Later on of course, the north of Iraq did become the centre of events, with the Kurds, the Iraqis, the coalition and the Turkish all involved in various ways.
The ethnic tensions that characterise this region are still prevalent, and will take a long time to come to terms with.
Both sides have done things to each other over a long period of time, and that kind of cycle is very difficult to break.
I worked as an independent journalist throughout the conflict, and despite the success of the "embedded" system I believe there is a real need for people operating outside of the military structure as well.
Both independents and embeds can complement each other, and help to provide a balanced and wide-ranging perspective.
The embeds got some great material, particularly highlighting the problems faced by the coalition's supply routes, but it would be dangerous to rely on them alone.
HMS Ocean and Basra :: Andrew Harding
My abiding memory of the conflict is spending two hours on the deck of HMS Ocean, in the dark and pouring rain, trying to aim a satellite dish correctly so that I could transmit a TV package back to the UK.
I was reporting on the helicopter pilots who were flying missions from the ship, but those junior crew who never left the Ocean did feel a little detached, I think, from the events happening in Iraq.
Though at the Captain's briefing, which he gave before fighting started, there were definitely several nervous faces.
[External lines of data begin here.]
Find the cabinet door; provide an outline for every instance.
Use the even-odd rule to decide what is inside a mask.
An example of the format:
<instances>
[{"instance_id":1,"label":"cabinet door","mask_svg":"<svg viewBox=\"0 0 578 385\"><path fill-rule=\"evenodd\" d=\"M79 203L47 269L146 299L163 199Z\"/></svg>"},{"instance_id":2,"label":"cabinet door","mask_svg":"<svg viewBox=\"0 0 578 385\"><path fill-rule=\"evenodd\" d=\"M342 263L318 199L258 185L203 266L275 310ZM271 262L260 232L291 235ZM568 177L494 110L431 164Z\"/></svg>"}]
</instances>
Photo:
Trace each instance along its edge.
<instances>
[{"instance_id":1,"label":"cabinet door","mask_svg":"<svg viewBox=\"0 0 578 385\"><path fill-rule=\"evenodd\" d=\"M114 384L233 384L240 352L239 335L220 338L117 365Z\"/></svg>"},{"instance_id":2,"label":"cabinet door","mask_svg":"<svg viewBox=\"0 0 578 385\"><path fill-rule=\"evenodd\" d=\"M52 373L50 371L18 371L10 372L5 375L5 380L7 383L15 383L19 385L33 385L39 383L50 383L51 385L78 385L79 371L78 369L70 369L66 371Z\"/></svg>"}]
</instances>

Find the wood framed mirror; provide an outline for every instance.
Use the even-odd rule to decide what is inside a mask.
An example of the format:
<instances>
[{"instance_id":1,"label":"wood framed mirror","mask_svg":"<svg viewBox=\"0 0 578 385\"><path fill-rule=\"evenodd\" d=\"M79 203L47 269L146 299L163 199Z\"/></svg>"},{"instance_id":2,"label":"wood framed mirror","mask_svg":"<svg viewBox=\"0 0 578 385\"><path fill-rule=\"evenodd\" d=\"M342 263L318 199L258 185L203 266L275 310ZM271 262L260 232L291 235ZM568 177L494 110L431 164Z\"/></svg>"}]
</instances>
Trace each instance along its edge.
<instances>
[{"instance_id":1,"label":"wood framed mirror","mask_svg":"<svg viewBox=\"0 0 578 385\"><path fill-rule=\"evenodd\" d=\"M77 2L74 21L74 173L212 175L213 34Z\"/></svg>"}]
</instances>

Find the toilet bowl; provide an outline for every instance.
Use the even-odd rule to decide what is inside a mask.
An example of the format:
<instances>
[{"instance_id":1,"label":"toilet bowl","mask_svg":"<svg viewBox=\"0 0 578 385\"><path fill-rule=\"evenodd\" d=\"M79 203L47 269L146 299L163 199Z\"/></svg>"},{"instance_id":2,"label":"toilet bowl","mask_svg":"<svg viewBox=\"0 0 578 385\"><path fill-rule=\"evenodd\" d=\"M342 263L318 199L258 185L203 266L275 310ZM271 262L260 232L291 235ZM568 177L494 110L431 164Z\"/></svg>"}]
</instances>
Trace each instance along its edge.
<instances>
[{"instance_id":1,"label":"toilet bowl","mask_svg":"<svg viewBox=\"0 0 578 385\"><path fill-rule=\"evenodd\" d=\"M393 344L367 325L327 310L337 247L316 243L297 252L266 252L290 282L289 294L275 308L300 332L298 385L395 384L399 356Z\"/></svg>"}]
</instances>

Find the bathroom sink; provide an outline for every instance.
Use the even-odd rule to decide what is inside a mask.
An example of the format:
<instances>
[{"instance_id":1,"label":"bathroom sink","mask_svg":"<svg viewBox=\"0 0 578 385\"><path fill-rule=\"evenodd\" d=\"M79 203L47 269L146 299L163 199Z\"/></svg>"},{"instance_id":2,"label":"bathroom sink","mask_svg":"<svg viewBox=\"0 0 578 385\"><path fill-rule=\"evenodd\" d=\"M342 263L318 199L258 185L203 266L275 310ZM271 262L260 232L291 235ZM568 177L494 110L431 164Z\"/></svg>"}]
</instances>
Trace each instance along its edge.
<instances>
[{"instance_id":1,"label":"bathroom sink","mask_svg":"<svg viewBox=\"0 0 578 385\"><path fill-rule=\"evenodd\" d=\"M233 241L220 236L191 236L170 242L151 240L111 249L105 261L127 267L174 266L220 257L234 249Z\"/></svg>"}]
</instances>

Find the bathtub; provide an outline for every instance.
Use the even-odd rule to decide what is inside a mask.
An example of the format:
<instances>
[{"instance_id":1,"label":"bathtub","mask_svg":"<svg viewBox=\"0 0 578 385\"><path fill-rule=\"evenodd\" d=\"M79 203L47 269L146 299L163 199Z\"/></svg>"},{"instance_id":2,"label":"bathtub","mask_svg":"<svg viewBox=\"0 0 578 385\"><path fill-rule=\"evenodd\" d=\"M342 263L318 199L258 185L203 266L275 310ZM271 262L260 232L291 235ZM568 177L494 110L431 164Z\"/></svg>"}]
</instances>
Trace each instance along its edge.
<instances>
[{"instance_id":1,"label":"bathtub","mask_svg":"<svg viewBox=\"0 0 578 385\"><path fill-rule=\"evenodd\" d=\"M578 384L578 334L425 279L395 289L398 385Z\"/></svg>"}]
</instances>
Something that did amaze me was the level of access I had to confidential information whilst on the ship.
It felt daunting to know the details of the invasion plan for Iraq several days before it began.
I became so nervous that whenever I rang home, I started to pause before saying anything, because I was so fearful of letting something slip.
It was frustrating though, not to be able to meet individual Iraqis. But I got my chance when I travelled to Basra with British forces.
We waited for a few days in a former factory situated on one of Basra's waterways. For company, we had some oil smugglers, who were trying to sit out the war before they could resume business.
They were still there when we left.
A problem that had to be overcome in Basra was finding a translator, a far from easy task.
For lunch with a local imam, I managed to persuade a ship's captain to do the honours for me.
The imam was extremely welcoming, serving fish and rice to both of us. But he made clear that he felt it was now time for the British to leave his country.